The details of the function arguments come from the function
prototype. The function prototype must precede the function declaration
in the file.
@item
statement: if_statement OR expression_statement OR return_statement
@item
if_statement: if (expression) @{ statements @} else @{ statements @}
The first lot of statements is executed if the expression is
nonzero. Otherwise the second lot of statements is executed. Either
list of statements may be empty, but both sets of braces and the else must be present.
@smallexample
if (a==b)
@{
// @r{nothing}
@}
else
@{
a=b;
@}
@end smallexample
@item
expression_statement: expression;
The expression is executed and any side effects, such
@item
return_statement: return expression_opt;
Returns from the function. If the function is void, the expression must
be absent, and if the function is not void the expression must be
present.
@item
expression: variable OR integer_constant OR expression+expression
OR expression-expression OR expression==expression OR (expression)
OR variable=expression OR function_call
An expression can be a constant or a variable reference or a
function_call. Expressions can be combined as a sum of two expressions
or the difference of two expressions, or an equality test of two
expresions. An assignment is also an expression. Expresions and operator
precedence work as in C.
@item
function_call: function_name (comma_separated_expressions)

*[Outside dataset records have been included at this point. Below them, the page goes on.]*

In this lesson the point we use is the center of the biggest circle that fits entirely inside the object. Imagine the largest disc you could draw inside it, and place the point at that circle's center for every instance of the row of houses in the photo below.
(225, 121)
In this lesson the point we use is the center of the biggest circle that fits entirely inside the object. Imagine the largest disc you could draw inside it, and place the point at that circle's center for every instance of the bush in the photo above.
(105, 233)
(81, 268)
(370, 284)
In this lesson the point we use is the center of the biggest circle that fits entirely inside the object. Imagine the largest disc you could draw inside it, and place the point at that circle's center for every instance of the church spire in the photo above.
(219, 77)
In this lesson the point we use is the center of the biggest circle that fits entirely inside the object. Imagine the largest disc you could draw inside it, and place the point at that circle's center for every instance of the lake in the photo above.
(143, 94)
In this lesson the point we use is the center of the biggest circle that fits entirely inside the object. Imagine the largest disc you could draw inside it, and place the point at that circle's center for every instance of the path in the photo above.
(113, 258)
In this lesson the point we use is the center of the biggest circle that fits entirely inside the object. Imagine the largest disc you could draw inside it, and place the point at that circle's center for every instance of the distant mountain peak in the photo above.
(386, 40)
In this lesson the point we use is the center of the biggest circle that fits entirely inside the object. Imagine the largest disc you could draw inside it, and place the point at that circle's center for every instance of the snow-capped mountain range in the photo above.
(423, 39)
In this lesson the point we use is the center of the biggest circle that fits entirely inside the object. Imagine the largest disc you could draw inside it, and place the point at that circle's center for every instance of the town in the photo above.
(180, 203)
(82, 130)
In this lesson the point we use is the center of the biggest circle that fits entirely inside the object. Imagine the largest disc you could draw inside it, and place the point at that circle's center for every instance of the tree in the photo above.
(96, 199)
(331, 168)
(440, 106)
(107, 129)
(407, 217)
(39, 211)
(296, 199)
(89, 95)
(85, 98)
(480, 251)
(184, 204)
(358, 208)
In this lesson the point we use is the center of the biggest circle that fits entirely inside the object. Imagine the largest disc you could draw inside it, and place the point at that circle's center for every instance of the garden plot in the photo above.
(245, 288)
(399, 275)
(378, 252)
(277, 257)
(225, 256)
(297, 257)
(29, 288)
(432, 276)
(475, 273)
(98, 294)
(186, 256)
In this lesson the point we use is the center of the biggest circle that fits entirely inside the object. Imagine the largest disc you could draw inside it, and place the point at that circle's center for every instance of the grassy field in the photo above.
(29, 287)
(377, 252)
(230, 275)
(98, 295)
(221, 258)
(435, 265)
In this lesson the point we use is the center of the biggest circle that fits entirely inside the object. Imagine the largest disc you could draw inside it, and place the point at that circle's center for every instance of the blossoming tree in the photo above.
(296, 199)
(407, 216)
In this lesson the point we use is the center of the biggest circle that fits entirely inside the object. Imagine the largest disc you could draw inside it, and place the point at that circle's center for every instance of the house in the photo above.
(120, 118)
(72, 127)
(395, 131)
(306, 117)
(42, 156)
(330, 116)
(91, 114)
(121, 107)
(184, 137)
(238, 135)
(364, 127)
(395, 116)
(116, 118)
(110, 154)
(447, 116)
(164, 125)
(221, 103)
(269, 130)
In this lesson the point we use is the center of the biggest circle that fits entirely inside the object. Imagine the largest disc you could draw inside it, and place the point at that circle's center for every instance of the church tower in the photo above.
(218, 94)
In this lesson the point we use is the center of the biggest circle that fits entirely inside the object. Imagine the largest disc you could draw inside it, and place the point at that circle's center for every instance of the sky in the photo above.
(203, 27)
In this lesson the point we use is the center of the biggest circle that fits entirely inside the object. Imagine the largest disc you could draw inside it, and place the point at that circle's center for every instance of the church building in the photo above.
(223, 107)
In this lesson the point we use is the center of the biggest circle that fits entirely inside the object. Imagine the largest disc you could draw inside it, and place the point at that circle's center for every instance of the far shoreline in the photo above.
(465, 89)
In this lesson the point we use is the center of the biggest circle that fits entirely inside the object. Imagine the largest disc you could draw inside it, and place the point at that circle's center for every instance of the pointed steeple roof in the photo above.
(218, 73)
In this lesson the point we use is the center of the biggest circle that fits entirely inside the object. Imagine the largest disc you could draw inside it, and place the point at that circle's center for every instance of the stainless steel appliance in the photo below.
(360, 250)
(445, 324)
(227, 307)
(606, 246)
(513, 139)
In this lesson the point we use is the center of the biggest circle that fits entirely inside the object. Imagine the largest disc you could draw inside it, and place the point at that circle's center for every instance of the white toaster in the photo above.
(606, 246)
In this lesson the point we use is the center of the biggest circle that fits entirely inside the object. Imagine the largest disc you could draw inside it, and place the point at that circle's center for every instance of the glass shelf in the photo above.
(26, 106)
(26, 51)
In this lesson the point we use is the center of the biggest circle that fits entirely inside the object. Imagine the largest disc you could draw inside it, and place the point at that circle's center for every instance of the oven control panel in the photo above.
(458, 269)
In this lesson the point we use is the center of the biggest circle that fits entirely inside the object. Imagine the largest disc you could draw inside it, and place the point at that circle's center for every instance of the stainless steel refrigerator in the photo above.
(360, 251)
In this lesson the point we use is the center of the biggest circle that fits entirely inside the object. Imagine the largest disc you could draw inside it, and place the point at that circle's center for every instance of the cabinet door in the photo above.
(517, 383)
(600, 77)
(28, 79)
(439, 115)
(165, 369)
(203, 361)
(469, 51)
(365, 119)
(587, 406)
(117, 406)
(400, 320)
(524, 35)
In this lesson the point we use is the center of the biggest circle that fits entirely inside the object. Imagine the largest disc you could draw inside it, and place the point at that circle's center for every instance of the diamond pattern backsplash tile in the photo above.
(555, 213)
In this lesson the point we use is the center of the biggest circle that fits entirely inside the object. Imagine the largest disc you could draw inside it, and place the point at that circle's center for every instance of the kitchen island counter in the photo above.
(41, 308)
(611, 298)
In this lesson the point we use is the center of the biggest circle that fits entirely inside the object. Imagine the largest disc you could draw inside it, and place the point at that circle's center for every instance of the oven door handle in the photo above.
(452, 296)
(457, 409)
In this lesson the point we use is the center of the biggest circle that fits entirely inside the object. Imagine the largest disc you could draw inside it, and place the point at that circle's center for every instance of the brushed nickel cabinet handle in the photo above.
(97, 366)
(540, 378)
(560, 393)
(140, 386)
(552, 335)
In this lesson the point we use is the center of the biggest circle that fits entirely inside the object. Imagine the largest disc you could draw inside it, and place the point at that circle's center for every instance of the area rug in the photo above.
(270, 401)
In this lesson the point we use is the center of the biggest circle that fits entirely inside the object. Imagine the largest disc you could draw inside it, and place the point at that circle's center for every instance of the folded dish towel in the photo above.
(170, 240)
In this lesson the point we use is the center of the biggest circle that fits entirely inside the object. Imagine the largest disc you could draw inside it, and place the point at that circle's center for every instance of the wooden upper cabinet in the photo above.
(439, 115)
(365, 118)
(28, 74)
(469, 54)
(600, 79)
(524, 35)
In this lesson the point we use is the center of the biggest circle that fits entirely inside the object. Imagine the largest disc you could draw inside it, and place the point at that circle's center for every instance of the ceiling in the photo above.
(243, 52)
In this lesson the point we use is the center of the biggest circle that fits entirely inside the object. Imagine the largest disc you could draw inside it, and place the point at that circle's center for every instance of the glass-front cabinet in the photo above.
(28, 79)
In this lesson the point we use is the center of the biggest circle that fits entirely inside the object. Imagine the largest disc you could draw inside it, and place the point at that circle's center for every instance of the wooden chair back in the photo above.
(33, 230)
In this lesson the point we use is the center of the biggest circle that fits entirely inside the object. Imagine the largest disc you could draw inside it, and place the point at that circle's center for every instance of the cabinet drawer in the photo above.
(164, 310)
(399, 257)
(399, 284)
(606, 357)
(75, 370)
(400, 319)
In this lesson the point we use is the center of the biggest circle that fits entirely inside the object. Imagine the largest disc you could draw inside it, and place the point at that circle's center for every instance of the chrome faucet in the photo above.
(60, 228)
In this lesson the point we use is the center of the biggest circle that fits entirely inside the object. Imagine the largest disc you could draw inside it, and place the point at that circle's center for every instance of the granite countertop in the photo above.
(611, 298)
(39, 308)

This invokes the function, passing to it the values of the expressions
as actual parameters.
@end itemize
@cindex compilers
@node Compiler Overview, TREELANG and GCC, Parsing Syntax, Top
@chapter Compiler Overview
treelang is run as part of the GCC compiler.
@itemize @bullet
@cindex source code
@cindex file, source
@cindex code, source
@cindex source file
@item
It reads a user's program, stored in a file and containing instructions
written in the appropriate language (Treelang, C, and so on). This file
contains @dfn{source code}.
@cindex translation of user programs
@cindex machine code
@cindex code, machine
@cindex mistakes
@item
It translates the user's program into instructions a computer can carry
out more quickly than it takes to translate the instructions in the
first place. These instructions are called @dfn{machine code}---code
designed to be efficiently translated and processed by a machine such as
a computer. Humans usually aren't as good writing machine code as they
are at writing Treelang or C, because it is easy to make tiny mistakes
writing machine code. When writing Treelang or C, it is easy to make
big mistakes. But you can only make one mistake, because the compiler
stops after it finds any problem.
@cindex debugger
@cindex bugs, finding
@cindex @code{gdb}, command
@cindex commands, @code{gdb}
@item
It provides information in the generated machine code
that can make it easier to find bugs in the program
(using a debugging tool, called a @dfn{debugger},
such as @code{gdb}).
@cindex libraries
@cindex linking
@cindex @code{ld} command
@cindex commands, @code{ld}
@item
It locates and gathers machine code already generated to perform actions
requested by statements in the user's program. This machine code is
organized into @dfn{libraries} and is located and gathered during the
@dfn{link} phase of the compilation process. (Linking often is thought
of as a separate step, because it can be directly invoked via the
@code{ld} command. However, the @code{gcc} command, as with most
compiler commands, automatically performs the linking step by calling on
@code{ld} directly, unless asked to not do so by the user.)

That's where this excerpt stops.